Override token values per the client's brand
In the new mode column, edit each token's value to match the brand guide. color/brand/primary, color/brand/accent, surfaces, text, type sizes, radii, etc. Claude can help — paste the brand guide into chat, ask for token values, paste them in. Or feed the brand guide JSON to Claude and have it write the values into the fork via the Figma MCP.
Set the page's mode
Select a page (or a top-level frame). In the right panel, find the Variable modes selector. Switch from Master · Neutral to the client mode. Every component instance on that page now uses the client's values.
Start building pages
Drag components from Assets onto the canvas. Compose pages from instances. The Phase 2 workflow (designer skeletons section frames → Claude composes copy → designer styles) runs exactly as documented. The difference now is the components are real, token-bound, and they reskin via the mode you set.
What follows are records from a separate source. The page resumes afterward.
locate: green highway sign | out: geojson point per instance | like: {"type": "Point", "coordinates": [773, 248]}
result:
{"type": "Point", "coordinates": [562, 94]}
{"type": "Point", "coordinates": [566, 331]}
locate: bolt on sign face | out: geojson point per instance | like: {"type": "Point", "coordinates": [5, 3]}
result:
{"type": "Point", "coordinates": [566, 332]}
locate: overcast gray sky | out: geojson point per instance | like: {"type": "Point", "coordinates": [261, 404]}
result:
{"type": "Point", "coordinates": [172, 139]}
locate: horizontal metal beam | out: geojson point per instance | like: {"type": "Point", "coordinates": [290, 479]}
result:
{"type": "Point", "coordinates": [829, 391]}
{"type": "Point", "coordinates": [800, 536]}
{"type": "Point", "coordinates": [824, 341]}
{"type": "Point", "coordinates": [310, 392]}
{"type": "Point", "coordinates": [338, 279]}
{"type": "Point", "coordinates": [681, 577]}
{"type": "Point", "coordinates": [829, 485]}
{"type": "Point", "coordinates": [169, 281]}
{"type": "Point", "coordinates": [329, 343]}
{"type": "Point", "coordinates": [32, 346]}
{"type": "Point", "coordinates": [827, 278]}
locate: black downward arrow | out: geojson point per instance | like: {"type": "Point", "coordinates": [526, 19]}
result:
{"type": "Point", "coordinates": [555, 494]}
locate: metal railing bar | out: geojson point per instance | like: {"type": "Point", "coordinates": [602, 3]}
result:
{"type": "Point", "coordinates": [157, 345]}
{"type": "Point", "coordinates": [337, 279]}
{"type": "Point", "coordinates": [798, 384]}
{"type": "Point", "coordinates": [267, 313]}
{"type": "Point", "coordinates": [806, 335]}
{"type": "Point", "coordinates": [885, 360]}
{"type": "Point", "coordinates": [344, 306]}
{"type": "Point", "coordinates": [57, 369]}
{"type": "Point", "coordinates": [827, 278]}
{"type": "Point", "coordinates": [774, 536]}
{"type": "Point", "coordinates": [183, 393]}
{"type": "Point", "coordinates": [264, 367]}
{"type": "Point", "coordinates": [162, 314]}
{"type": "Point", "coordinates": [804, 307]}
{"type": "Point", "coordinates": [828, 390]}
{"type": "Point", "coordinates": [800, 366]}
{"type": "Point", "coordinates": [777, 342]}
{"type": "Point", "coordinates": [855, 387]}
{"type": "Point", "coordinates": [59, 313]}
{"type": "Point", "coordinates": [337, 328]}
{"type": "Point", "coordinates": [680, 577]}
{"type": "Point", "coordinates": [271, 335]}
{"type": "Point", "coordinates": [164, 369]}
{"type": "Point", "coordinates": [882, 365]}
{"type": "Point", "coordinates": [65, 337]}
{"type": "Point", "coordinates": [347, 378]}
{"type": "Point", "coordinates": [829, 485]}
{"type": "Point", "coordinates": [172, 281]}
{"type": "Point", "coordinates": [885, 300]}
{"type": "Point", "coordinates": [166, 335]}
What happens to the Cendrix sample fork
The current Cendrix file is a standalone demo — its tokens live in their own collection (Cendrix Tokens) and don't connect to the master. After you publish, Claude can rebuild it on the proper architecture: subscribe to the library, recreate Cendrix's values as a mode inside the subscribed Punch Tokens collection, and add a real demo page composed from library component instances.
From there, Cendrix becomes the working example of what a real client fork looks like, not just what a populated fork visualization looks like. Estimated rebuild time once you've published: about 20 minutes.
Once it's set up
The payoff is biggest on project #2 and beyond.
Per-project setup time drops to ~5 minutes
Subscribe → add mode → fill in tokens → start designing. No copy-paste, no manual font/color hunts, no broken bindings.
Master upgrades cascade automatically
If you improve a component on the master — fix a bug, add a variant, tighten the spacing — every subscribed client file gets a small notification. One click and the client fork updates to the new version. Bug fixes, new patterns, accessibility improvements: they propagate.
Reskinning is one toggle
Client decides to switch their accent from cyan to amber? Change one variable in one mode. Every page in the client fork updates instantly.
Handoff is cleaner
Dev team's tokens.css gets generated from the same token names that drive the Figma file. Code Connect (Figma's component-to-code mapping) becomes possible — Claude Code reads the Figma component name and pulls the right React/Vue component from the codebase.
What stays the same
The 4-phase workflow doesn't change. Designer skeletons + Claude composes + designer styles still applies. The Path A copy composition pattern still applies. The QA gates still apply. The only thing that changes is the underlying plumbing — and only the designer who's setting up a new fork needs to think about it.